Change8

v0.10.1

Breaking Changes
📦 vllm
2 breaking10 features🐛 5 fixes1 deprecations🔧 10 symbols

Summary

v0.10.1 introduces support for Blackwell and RTX 5090 GPUs, expands vision-language model compatibility, and adds a plugin system for model loaders. It also deprecates V0 FA3 support and removes AQLM quantization.

⚠️ Breaking Changes

  • Removed AQLM quantization support.

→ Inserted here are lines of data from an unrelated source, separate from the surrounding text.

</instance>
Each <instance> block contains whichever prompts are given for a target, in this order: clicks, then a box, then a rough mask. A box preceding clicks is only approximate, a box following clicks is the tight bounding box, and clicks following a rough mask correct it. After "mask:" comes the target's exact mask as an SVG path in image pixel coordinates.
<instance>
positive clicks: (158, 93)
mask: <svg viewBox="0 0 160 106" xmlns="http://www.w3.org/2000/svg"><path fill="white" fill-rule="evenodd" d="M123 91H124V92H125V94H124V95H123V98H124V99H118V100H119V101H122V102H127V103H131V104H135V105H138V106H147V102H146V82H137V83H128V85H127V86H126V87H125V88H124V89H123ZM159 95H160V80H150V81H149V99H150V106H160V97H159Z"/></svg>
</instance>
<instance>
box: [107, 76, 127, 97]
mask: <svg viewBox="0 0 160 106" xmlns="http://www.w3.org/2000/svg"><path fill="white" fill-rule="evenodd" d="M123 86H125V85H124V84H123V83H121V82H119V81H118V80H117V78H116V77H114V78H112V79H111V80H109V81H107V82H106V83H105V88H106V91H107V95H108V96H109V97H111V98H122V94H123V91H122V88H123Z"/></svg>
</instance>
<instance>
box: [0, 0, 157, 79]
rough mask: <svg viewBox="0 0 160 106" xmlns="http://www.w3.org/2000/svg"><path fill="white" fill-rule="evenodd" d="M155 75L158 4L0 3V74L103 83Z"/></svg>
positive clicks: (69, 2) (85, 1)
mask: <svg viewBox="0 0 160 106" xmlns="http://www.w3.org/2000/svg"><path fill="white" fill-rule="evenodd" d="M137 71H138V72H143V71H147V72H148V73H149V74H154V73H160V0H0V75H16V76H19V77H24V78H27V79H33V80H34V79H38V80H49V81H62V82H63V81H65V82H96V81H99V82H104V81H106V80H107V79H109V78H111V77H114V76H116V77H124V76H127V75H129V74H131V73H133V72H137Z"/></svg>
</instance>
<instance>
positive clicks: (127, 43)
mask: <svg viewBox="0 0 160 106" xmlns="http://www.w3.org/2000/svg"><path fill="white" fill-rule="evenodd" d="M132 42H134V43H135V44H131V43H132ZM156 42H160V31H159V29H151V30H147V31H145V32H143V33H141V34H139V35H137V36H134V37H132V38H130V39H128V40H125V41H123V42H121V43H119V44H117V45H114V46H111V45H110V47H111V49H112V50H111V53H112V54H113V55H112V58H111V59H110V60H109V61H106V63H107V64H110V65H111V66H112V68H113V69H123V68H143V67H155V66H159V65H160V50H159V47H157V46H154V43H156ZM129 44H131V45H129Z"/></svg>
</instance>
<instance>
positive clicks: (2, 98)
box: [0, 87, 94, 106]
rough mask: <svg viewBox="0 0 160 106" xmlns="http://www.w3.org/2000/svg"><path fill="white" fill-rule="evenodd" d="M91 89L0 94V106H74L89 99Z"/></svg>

Users must migrate to alternative quantization methods.
  • V0 FA3 support is deprecated, which may cause issues with FP8 kv-cache in the V0 engine.

Migration Steps

  1. Migrate away from AQLM quantization to other supported formats like BitsAndBytes or ModelOpt.
  2. If using FlashInfer, install it as an optional dependency using 'pip install vllm[flashinfer]'.
  3. Update model names for Ernie 4.5 Base 0.3B if applicable.
  4. Review FP8 kv-cache configurations if still using the V0 engine due to FA3 deprecation.

✨ New Features

  • New model family support: GPT-OSS, Command-A-Vision, mBART, and SmolLM3.
  • Vision-language model support: Eagle, Step3, Gemma3n, MiniCPM-V 4.0, HyperCLOVAX-SEED-Vision-Instruct-3B, Emu3, Intern-S1, and Prithvi.
  • NVIDIA Blackwell (SM100) and RTX 5090/PRO 6000 (SM120) hardware optimizations.
  • Encoder-only model support for BERT-style architectures without KV-cache.
  • Model loader plugin system for extensibility.
  • Dedicated LLM.reward interface for reward models.
  • N-gram speculative decoding with single KMP token proposal algorithm.
  • Support for Unix domain sockets in OpenAI-compatible API.
  • Tree attention backend for v1 engine (experimental).
  • MXFP4 and NVFP4 quantization support for Marlin and FlashInfer backends.

🐛 Bug Fixes

  • Fixed ARM CPU builds for systems without BF16 support.
  • Corrected tool_choice='required' behavior to align with OpenAI spec when tools list is empty.
  • Fixed AsyncLLM response handling for aborted requests.
  • Resolved device-to-device copy overhead in Mamba2.
  • Fixed non-contiguous tensor support in FP8 quantization.

🔧 Affected Symbols

LLM.rewardPoolingParamsFusedMoeStep3VisionEncoderAsyncLLMHermesToolParserNixlConnectorFlashInferMamba2AQLM

⚡ Deprecations

  • V0 FlashAttention 3 (FA3) support is deprecated.